Ed è vero anche il contrario. Ci sono persone che guariscono, contro ogni previsione. Persone a cui viene data una prognosi terribile, una aspettativa di vita residua di pochi mesi o settimane, che invece vedono avverarsi la loro speranza di guarigione e sopravvivenza.
La speranza non è un incantesimo, una formula magica. Non esiste la clausola: “soddisfatti o rimborsati”. Accade quello che Dio stabilisce, per il nostro bene. Talvolta il nostro bene coincide con le nostre speranze e desideri, ma altre volte no.
Fra quello che l’uomo desidera e quel che Dio dispensa, fiorisce la nostra capacità di sperare.
Gli effetti della speranza
Ieri, la prima lettura (di rito ambrosiano) parlava proprio di questo. Mi piace pensare che sia perché Dio non fa mai nulla per caso. Il profeta Elia si è spinto nel deserto e vuole morire.
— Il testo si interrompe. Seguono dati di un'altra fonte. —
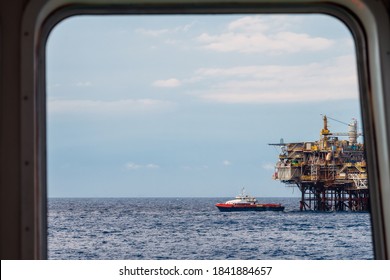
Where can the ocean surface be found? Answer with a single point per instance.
(193, 228)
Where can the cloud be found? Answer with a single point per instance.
(160, 32)
(259, 35)
(83, 84)
(226, 163)
(135, 166)
(170, 83)
(126, 106)
(334, 80)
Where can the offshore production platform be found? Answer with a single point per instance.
(330, 173)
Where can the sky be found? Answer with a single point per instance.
(186, 105)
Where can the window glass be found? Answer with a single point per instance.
(153, 120)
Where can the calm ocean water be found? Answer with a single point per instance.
(193, 228)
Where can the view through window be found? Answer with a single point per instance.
(153, 120)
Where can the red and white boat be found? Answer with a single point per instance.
(244, 202)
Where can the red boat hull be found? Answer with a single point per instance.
(224, 207)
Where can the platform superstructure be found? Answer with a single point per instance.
(330, 173)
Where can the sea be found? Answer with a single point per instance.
(194, 229)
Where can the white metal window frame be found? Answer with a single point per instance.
(368, 21)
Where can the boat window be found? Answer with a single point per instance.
(155, 120)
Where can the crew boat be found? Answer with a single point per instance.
(244, 202)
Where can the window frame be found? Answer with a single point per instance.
(367, 21)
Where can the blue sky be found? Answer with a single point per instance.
(185, 106)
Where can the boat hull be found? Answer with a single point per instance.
(252, 207)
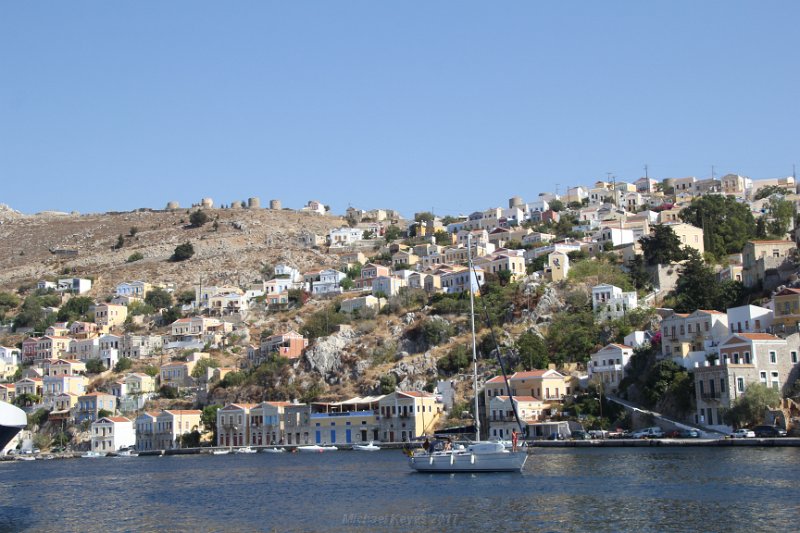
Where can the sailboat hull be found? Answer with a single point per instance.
(469, 462)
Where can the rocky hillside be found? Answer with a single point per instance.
(231, 248)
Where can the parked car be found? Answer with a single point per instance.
(684, 434)
(654, 432)
(769, 431)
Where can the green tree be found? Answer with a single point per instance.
(697, 287)
(662, 246)
(75, 309)
(30, 314)
(123, 364)
(185, 297)
(442, 238)
(183, 252)
(458, 358)
(392, 233)
(168, 392)
(727, 224)
(95, 366)
(783, 213)
(8, 301)
(388, 383)
(572, 336)
(158, 298)
(596, 272)
(749, 408)
(532, 350)
(761, 228)
(202, 366)
(198, 218)
(769, 190)
(638, 273)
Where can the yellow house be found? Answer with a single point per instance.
(689, 235)
(760, 256)
(110, 315)
(786, 306)
(557, 266)
(407, 415)
(548, 386)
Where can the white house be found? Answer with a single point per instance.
(329, 282)
(607, 365)
(112, 433)
(345, 236)
(616, 236)
(610, 302)
(749, 319)
(74, 285)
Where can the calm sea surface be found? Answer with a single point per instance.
(585, 489)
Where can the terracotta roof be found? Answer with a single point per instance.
(417, 394)
(115, 419)
(530, 374)
(758, 336)
(521, 398)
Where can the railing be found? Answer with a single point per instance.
(710, 395)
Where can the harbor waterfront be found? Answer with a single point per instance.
(657, 488)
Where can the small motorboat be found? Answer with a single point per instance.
(127, 453)
(366, 447)
(246, 449)
(317, 448)
(92, 455)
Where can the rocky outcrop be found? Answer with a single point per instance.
(325, 357)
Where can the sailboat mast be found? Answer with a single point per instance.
(474, 344)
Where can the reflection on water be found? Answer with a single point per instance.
(577, 489)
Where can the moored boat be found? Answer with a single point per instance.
(92, 455)
(477, 456)
(371, 447)
(317, 448)
(246, 449)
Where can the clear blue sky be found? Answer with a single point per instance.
(453, 105)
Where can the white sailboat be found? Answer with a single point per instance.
(317, 448)
(371, 447)
(478, 456)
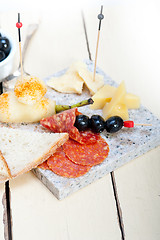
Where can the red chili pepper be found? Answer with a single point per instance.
(18, 24)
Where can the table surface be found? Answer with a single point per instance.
(124, 204)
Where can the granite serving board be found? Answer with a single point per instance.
(124, 145)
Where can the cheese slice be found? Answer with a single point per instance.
(102, 96)
(117, 106)
(70, 82)
(105, 94)
(13, 111)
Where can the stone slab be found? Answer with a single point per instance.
(125, 145)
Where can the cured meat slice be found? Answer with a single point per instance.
(61, 165)
(87, 137)
(64, 122)
(90, 154)
(44, 166)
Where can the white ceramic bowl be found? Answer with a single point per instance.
(7, 65)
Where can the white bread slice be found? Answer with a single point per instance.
(22, 150)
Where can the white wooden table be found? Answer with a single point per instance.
(126, 203)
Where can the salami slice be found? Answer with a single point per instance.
(44, 166)
(61, 165)
(90, 154)
(64, 122)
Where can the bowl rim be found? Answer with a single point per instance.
(13, 47)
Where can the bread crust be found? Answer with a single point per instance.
(40, 160)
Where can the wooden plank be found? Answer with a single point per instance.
(36, 213)
(85, 215)
(127, 49)
(1, 212)
(138, 191)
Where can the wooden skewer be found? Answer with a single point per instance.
(143, 124)
(96, 56)
(19, 25)
(100, 17)
(20, 51)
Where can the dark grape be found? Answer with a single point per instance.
(82, 122)
(114, 124)
(97, 123)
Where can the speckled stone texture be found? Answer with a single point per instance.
(124, 145)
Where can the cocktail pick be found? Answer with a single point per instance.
(19, 25)
(131, 124)
(100, 17)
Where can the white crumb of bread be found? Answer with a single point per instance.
(23, 150)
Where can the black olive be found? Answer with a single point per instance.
(97, 123)
(114, 124)
(82, 122)
(5, 45)
(2, 56)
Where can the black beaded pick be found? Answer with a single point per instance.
(100, 17)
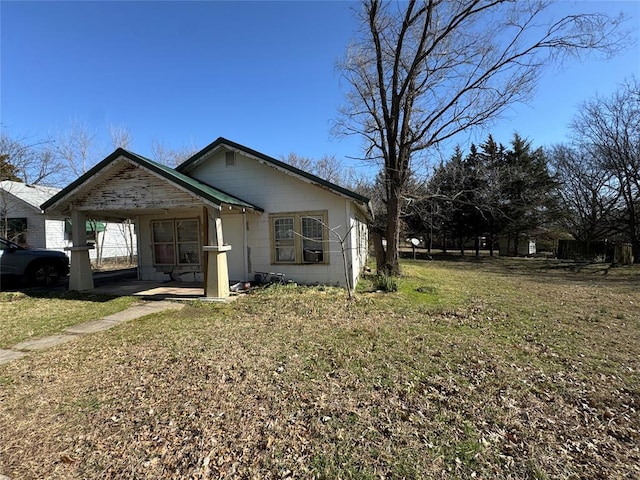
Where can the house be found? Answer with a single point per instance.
(228, 214)
(23, 222)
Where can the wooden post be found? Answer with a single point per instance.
(217, 274)
(80, 276)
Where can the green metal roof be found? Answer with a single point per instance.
(194, 161)
(207, 192)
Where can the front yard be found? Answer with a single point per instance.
(499, 368)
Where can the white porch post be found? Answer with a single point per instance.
(80, 276)
(217, 272)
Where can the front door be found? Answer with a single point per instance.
(233, 232)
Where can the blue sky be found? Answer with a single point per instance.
(259, 73)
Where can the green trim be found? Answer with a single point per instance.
(202, 190)
(90, 226)
(193, 161)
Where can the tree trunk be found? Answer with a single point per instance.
(392, 263)
(378, 248)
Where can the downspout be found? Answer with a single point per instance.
(245, 245)
(137, 230)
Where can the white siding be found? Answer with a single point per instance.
(278, 192)
(146, 269)
(55, 235)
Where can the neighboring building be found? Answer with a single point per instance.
(22, 221)
(227, 214)
(526, 246)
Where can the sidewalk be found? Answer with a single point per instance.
(71, 333)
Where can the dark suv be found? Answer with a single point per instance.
(37, 267)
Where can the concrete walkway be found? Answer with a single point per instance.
(71, 333)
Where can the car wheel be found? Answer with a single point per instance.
(44, 274)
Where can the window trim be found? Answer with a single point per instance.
(175, 243)
(298, 239)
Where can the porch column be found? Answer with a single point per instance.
(217, 283)
(80, 276)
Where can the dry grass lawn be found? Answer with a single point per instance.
(473, 369)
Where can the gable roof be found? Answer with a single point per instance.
(196, 187)
(32, 195)
(199, 157)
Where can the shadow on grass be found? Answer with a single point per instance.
(541, 269)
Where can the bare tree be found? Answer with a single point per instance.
(119, 135)
(609, 129)
(588, 193)
(424, 71)
(171, 156)
(32, 161)
(76, 147)
(328, 168)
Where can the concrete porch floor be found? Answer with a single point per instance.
(152, 290)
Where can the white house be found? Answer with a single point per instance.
(227, 214)
(22, 221)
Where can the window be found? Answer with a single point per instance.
(176, 242)
(299, 238)
(14, 230)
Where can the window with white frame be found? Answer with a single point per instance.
(176, 242)
(299, 238)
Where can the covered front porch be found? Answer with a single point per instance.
(178, 222)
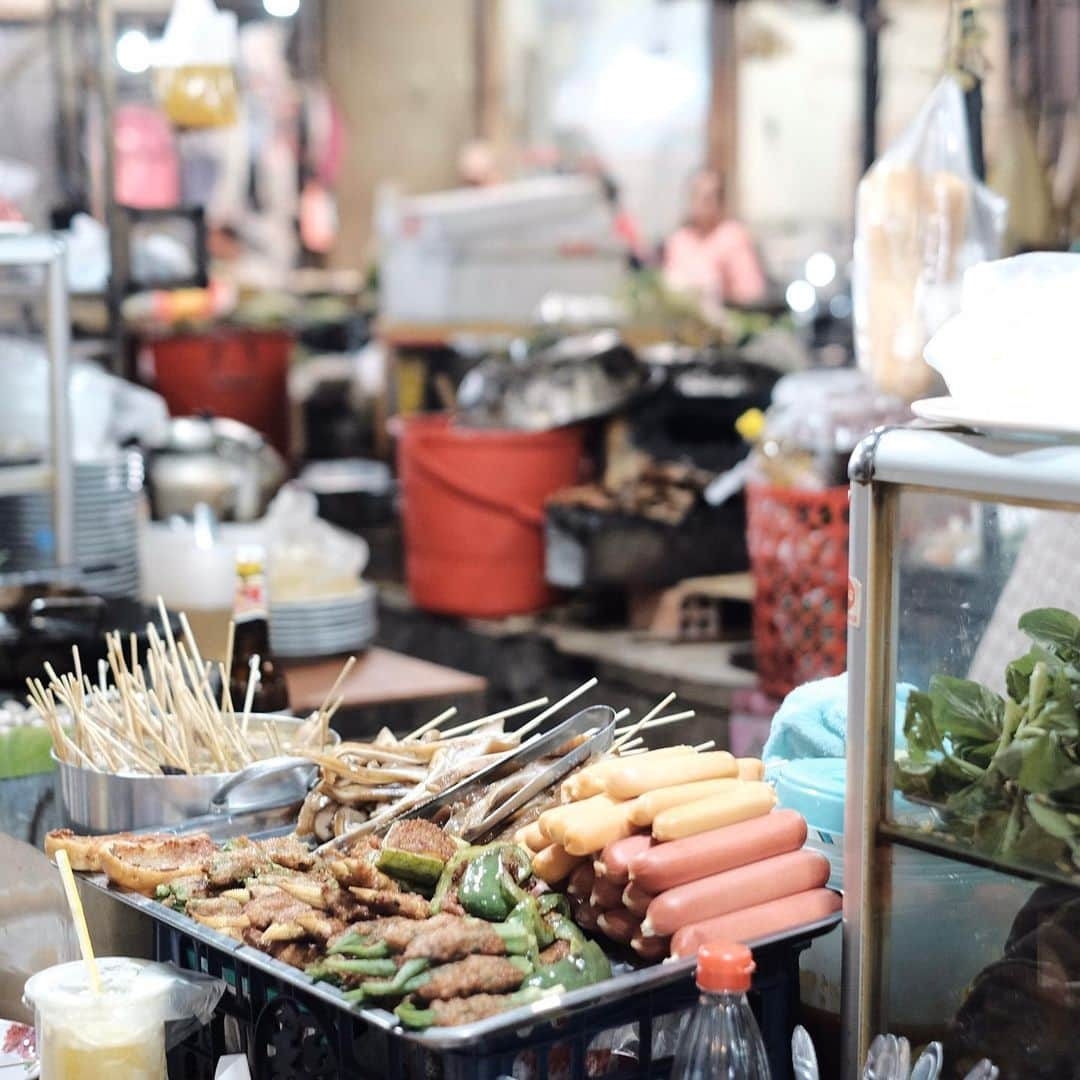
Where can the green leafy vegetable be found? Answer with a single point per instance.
(1006, 771)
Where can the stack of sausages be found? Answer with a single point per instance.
(673, 848)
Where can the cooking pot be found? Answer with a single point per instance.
(217, 461)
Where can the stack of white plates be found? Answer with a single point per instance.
(106, 508)
(324, 628)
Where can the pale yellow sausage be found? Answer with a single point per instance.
(531, 836)
(595, 827)
(637, 775)
(645, 808)
(751, 768)
(750, 799)
(592, 780)
(551, 821)
(554, 864)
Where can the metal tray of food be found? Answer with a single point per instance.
(628, 980)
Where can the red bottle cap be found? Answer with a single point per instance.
(725, 966)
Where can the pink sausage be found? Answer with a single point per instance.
(733, 890)
(753, 923)
(619, 925)
(606, 894)
(584, 914)
(636, 900)
(665, 865)
(581, 881)
(613, 861)
(650, 948)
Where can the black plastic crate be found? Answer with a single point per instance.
(288, 1034)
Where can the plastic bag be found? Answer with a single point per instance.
(1013, 351)
(309, 557)
(921, 220)
(196, 61)
(105, 410)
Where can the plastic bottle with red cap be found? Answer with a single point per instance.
(721, 1040)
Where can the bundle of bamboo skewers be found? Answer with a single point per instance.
(165, 717)
(364, 786)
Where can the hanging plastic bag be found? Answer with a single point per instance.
(921, 219)
(196, 65)
(1012, 351)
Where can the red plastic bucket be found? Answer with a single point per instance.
(232, 372)
(473, 513)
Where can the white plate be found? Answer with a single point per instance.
(14, 1066)
(953, 410)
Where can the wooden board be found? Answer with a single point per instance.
(379, 677)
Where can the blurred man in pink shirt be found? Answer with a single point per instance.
(712, 256)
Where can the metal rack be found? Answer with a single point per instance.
(888, 466)
(49, 253)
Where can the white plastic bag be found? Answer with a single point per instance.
(921, 220)
(1013, 350)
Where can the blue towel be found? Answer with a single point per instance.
(812, 721)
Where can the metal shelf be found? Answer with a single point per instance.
(944, 845)
(22, 480)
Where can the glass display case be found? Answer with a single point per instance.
(962, 818)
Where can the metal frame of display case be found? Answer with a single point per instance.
(50, 253)
(1028, 472)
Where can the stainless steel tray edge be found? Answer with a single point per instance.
(463, 1036)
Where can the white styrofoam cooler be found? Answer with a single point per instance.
(491, 254)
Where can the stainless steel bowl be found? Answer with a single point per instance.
(108, 802)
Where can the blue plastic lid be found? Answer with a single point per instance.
(814, 786)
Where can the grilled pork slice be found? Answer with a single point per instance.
(397, 931)
(287, 851)
(296, 954)
(475, 974)
(467, 1010)
(360, 872)
(142, 863)
(393, 903)
(84, 852)
(273, 905)
(421, 838)
(313, 891)
(241, 861)
(456, 941)
(219, 914)
(320, 926)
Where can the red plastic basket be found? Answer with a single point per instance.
(798, 554)
(231, 372)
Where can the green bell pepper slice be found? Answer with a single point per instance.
(481, 890)
(355, 945)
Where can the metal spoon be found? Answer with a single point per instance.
(902, 1052)
(804, 1057)
(929, 1065)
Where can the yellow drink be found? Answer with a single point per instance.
(118, 1034)
(126, 1052)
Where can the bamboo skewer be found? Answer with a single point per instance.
(551, 710)
(659, 721)
(494, 717)
(634, 728)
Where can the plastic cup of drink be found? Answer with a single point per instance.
(118, 1033)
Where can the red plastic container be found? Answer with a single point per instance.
(473, 513)
(231, 372)
(798, 555)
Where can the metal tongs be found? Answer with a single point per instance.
(596, 723)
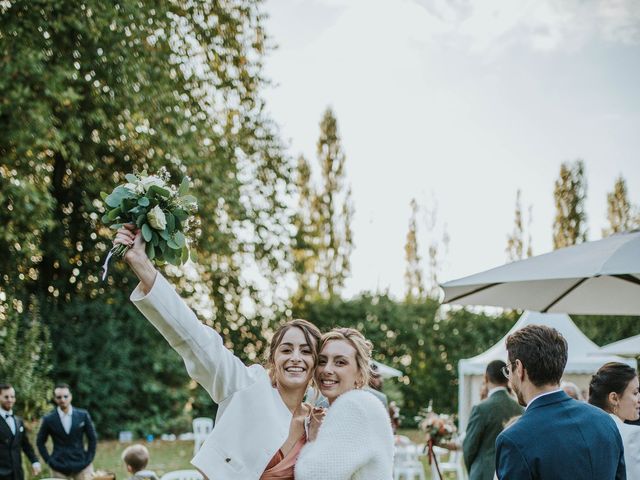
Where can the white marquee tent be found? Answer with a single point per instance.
(584, 359)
s’inoltrò nel deserto una giornata di cammino, andò a mettersi seduto sotto una ginestra, ed espresse il desiderio di morire, dicendo: «Basta! Prendi la mia anima, o SIGNORE, poiché io non valgo più dei miei padri!» Poi si coricò, e si addormentò sotto la ginestra. Allora un angelo lo toccò, e gli disse: «Àlzati e mangia».
Egli guardò, e vide vicino alla sua testa una focaccia cotta su pietre calde, e una brocca d’acqua. Egli mangiò e bevve, poi si coricò di nuovo. L’angelo del SIGNORE tornò una seconda volta, lo toccò, e disse: «Àlzati e mangia, perché il cammino è troppo lungo per te». Egli si alzò, mangiò e bevve; e per la forza che quel cibo gli aveva dato, camminò quaranta giorni e quaranta notti fino a Oreb, il monte di Dio. 1Re 19, 4-8
Elia dice basta, perché la vita gli sembra insostenibile. Spera di morire. Anzi, fa proprio di tutto per morire: si addentra nel deserto, senza cibo né acqua. Ma non è la morte che lo attende. Un giorno morirà, ma non è quello il giorno. Per un bene maggiore, Dio ha deciso altrimenti.
Non è padrone Elia, come non lo siamo noi, della vita, anche se ci illudiamo di sì. Non tutto quello che spera si realizzerà. Per quanto forte sia il suo desiderio. Dio gli dice di rimettersi in cammino. Quel cammino metaforicamente, vuol dire proseguire con la sua vita. Elia non sa perché, né cosa lo attende, però obbedisce a Dio. Cammina per quaranta giorni e quaranta notti, incontro al suo destino.